Georgia Cities Are Rushing to Lock In Speed Camera Contracts Before a New Law Changes Everything
Governor Kemp's signing of HB 651 requires local referendums before any new or renewed school-zone camera deal, forcing localities to move now or lose control of a lucrative enforcement market.
School-zone speed camera RFPs in Georgia roughly doubled in the last 30 days compared to the monthly average, and the agencies issuing them are not reacting to a spike in school violence. They are reacting to a law that just rewrote the rules of a multi-million-dollar enforcement market.
Governor Brian Kemp signed House Bill 651 in May 2026, effective immediately, after the Georgia General Assembly passed it 49-1 in the Senate on the final day of the 2026 session. The law mandates that any jurisdiction wishing to deploy or renew a school-zone speed camera contract must first win a local referendum, hold that vote every six years, and direct all citation revenue exclusively to school safety purposes: physical security, surveillance, crossing guards, visitor management, and mental health support. It also caps enforcement at one-hour windows around school start and end times and limits citations to drivers exceeding the posted limit by more than 10 mph.
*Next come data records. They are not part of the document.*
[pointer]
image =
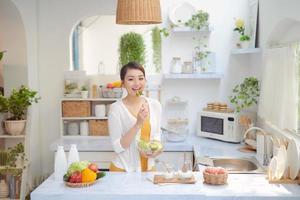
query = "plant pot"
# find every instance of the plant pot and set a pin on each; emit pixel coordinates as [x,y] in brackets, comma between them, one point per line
[19,161]
[84,94]
[14,127]
[245,44]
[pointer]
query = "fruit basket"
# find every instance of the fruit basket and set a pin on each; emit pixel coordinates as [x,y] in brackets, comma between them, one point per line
[82,174]
[150,148]
[215,176]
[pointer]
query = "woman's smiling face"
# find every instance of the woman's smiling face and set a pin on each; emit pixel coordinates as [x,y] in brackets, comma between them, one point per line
[134,81]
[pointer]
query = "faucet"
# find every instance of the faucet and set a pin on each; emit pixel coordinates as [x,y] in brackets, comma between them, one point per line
[266,158]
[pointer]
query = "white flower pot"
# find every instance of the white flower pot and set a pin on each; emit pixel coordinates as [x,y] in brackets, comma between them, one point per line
[14,127]
[245,44]
[84,94]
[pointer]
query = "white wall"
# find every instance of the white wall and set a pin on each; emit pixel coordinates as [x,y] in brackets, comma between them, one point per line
[101,43]
[49,24]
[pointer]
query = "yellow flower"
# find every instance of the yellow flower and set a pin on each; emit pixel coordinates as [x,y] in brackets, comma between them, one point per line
[239,23]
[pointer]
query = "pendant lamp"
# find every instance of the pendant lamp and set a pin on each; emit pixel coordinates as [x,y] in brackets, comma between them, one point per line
[138,12]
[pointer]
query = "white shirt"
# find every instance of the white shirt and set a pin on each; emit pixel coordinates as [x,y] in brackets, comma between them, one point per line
[120,121]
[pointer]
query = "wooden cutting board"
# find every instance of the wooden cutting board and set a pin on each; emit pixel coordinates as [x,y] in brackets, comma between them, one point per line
[161,179]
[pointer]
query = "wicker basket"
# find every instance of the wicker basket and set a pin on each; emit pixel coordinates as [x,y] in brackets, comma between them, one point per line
[79,185]
[76,108]
[98,127]
[215,179]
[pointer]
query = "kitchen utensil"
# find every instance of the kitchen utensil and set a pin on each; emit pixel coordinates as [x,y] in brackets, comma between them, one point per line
[293,159]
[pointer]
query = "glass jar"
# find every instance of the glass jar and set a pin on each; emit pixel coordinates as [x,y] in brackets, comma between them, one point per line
[176,65]
[187,67]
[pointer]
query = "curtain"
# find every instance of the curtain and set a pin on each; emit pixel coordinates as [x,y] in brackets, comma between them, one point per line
[278,101]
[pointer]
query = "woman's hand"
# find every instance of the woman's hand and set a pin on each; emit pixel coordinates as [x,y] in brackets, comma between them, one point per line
[153,155]
[143,114]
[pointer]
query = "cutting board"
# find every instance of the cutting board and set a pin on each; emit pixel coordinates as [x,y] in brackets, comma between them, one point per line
[161,179]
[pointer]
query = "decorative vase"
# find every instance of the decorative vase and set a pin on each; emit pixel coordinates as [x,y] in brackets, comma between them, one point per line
[4,191]
[84,94]
[19,161]
[245,44]
[14,127]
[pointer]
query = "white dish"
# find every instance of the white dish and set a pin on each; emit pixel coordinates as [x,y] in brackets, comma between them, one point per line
[273,167]
[293,159]
[281,162]
[182,13]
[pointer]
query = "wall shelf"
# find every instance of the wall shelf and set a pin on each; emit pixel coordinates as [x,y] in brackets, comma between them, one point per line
[12,136]
[83,118]
[194,76]
[188,29]
[90,99]
[245,51]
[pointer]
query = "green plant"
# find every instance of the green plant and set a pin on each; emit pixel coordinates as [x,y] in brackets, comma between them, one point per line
[245,94]
[132,48]
[240,27]
[1,54]
[198,21]
[18,102]
[156,45]
[14,152]
[84,88]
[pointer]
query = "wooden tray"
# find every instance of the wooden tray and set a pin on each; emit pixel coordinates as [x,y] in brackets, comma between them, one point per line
[229,110]
[161,179]
[79,185]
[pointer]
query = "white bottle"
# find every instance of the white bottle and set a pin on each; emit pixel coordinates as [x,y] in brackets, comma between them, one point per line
[73,155]
[84,128]
[60,165]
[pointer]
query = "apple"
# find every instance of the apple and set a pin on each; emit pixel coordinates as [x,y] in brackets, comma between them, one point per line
[93,167]
[75,177]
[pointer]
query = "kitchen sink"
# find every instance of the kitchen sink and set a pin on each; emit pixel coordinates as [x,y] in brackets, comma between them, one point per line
[234,165]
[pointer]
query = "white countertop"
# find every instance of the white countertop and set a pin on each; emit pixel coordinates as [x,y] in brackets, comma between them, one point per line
[136,186]
[104,144]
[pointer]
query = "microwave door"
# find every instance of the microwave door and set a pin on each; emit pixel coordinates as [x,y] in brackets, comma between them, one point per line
[212,125]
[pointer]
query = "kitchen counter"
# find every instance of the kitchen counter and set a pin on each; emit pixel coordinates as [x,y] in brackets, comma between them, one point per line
[104,144]
[136,186]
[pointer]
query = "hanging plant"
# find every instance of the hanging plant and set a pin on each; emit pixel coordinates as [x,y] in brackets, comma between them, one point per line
[245,94]
[132,48]
[156,45]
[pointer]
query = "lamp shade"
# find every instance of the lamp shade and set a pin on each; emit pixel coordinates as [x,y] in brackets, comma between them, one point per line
[138,12]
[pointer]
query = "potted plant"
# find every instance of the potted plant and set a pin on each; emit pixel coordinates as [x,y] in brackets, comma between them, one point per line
[84,92]
[132,48]
[245,94]
[16,156]
[16,107]
[244,39]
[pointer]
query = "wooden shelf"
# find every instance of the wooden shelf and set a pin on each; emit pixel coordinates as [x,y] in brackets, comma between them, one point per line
[12,136]
[83,118]
[188,29]
[245,51]
[194,76]
[90,99]
[84,137]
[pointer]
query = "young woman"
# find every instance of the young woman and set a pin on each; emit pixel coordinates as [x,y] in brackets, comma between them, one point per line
[132,118]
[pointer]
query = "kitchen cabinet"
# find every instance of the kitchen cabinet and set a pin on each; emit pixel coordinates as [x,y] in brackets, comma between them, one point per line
[83,114]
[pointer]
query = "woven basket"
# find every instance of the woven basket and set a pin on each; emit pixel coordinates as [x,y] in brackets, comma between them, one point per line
[215,179]
[98,127]
[79,185]
[76,108]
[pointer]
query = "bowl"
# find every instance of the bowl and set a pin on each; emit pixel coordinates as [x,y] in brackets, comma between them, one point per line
[150,148]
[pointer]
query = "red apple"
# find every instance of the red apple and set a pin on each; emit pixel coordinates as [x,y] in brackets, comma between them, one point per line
[93,167]
[75,177]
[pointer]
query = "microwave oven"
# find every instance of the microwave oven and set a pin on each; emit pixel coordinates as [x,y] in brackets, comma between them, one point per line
[220,126]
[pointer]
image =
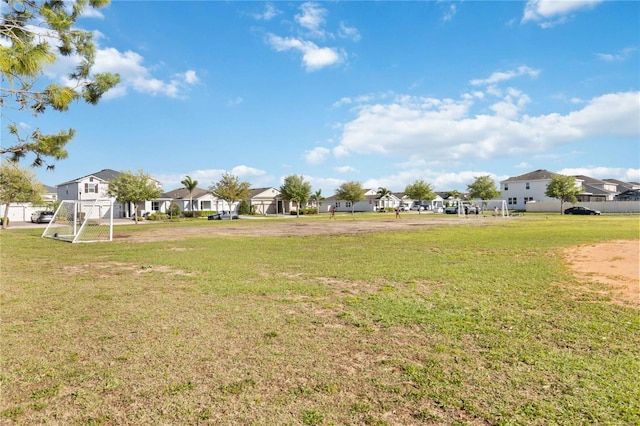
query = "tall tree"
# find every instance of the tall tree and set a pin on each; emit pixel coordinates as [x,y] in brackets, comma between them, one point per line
[564,189]
[350,191]
[230,189]
[384,193]
[296,189]
[32,34]
[190,185]
[317,197]
[17,186]
[483,188]
[420,190]
[134,188]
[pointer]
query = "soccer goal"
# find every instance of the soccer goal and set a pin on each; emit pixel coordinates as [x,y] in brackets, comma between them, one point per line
[498,207]
[82,221]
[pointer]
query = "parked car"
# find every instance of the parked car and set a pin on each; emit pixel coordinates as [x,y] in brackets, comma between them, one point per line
[222,216]
[581,210]
[41,216]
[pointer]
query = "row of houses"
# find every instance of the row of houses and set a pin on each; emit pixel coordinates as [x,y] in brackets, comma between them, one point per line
[517,192]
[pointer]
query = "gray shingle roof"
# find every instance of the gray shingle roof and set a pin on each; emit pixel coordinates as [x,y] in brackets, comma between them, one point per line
[183,193]
[535,175]
[104,174]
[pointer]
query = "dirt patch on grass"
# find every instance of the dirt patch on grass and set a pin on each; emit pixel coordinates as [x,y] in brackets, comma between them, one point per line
[108,269]
[292,227]
[616,264]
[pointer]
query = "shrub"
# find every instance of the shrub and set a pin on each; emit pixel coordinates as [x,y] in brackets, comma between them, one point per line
[244,208]
[158,216]
[174,209]
[192,213]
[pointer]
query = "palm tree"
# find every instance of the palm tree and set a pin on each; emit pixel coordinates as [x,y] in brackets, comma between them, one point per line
[384,193]
[190,185]
[317,197]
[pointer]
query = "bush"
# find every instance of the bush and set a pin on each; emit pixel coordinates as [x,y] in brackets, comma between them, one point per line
[192,213]
[244,208]
[174,209]
[158,216]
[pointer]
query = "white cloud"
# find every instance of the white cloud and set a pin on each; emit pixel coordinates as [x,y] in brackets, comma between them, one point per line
[623,174]
[268,13]
[500,76]
[552,12]
[312,19]
[350,33]
[245,172]
[445,128]
[316,155]
[345,169]
[208,177]
[134,75]
[449,13]
[619,56]
[313,56]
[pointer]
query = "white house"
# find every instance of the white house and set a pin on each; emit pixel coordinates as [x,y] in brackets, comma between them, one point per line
[96,186]
[596,189]
[267,201]
[201,199]
[520,190]
[370,203]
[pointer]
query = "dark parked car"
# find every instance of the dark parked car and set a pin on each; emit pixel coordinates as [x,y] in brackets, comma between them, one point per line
[41,217]
[581,210]
[221,216]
As CBS News Atlanta reported, the bill was a two-year legislative fight that ended with a compromise neither camera critics nor safety advocates fully embraced.
The procurement response was immediate. Gwinnett County issued multiple competitive iterations of its "Automated Speed Detection School Zone Safety Program on Annual Contract" (RP018-26) across April and May 2026, signaling active re-procurement in the state's most populous county. Brunswick (Glynn County) and Tifton issued their own school-zone camera RFPs in May. Norcross followed. The thread connecting all of them is timing: localities with existing camera programs, or those planning new ones, are now racing to establish contractual footholds before the referendum requirement forces a public vote they may or may not win.
Georgia's school-zone camera scramble: HB 651's path and the procurement rush around it
Source: NationGraph.
This is a market scramble dressed in safety language. Georgia was already one of the most restrictive states in the country for automated speed enforcement, permitting cameras only in school zones while neighboring Alabama, Florida, Tennessee, and North Carolina allow broader deployment. HB 651 layers a referendum requirement on top of that already-constrained framework, making Georgia a national outlier and a potential template for camera-skeptic legislators elsewhere.
The backstory explains why the bill landed where it did rather than going further. Rep. Dale Washburn's 2025 outright-ban bill passed the House with 96-plus co-sponsors but died in the Senate. Camera vendors spent more than $728,000 on Georgia political committee donations in recent years, including more than $175,000 to Lt. Gov. Burt Jones, who presides over the Senate. The Georgia Virtue described HB 651 as "a far cry from prohibition", a reform that reformed the market without dismantling it. Advocates for Highway and Auto Safety urged Kemp to veto the bill, noting that Insurance Institute for Highway Safety data shows school-zone speed cameras reduce fatal and incapacitating crash likelihood by 19 percent. The referendum requirement, in their view, is a de facto barrier to a proven safety tool.
For residents in Gwinnett, Glynn, and Tifton, the procurement rush carries a practical implication: the camera programs operating near their children's schools may be locked into new multi-year contracts before anyone votes on whether they should exist at all. HB 651 requires referendums for new or renewed contracts, but the law's effective date creates an incentive to sign before the vote requirement fully materializes in local political calendars.
There is a separate, quieter layer to the broader RFP count. The Georgia Department of Administrative Services issued a statewide School Safety Uniforms RFQ (RFQ#26-205), echoed by Richmond County Schools and the Departments of Corrections and Juvenile Justice. DOJ's School Violence Prevention Program awarded Echols County Board of Education $144,000 and Chatham County $143,000 in October 2025; Barrow County received $1.1 million under "School Safety National Activities" starting May 2025. These are real investments in physical security and personnel, but they are not driving the procurement surge. The camera law is.
The next signal to watch is whether any locality schedules the first referendum under HB 651 before a camera contract is signed. If Gwinnett or another large county moves to a public vote, that outcome will set a precedent for every jurisdiction still weighing its options. A failed referendum in a high-traffic suburban county would effectively close the school-zone camera market in Georgia's most economically significant corridors. A successful one would validate the compromise and likely quiet the legislative push for an outright ban, at least for another session.
The vote hasn't happened yet. The contracts are already moving.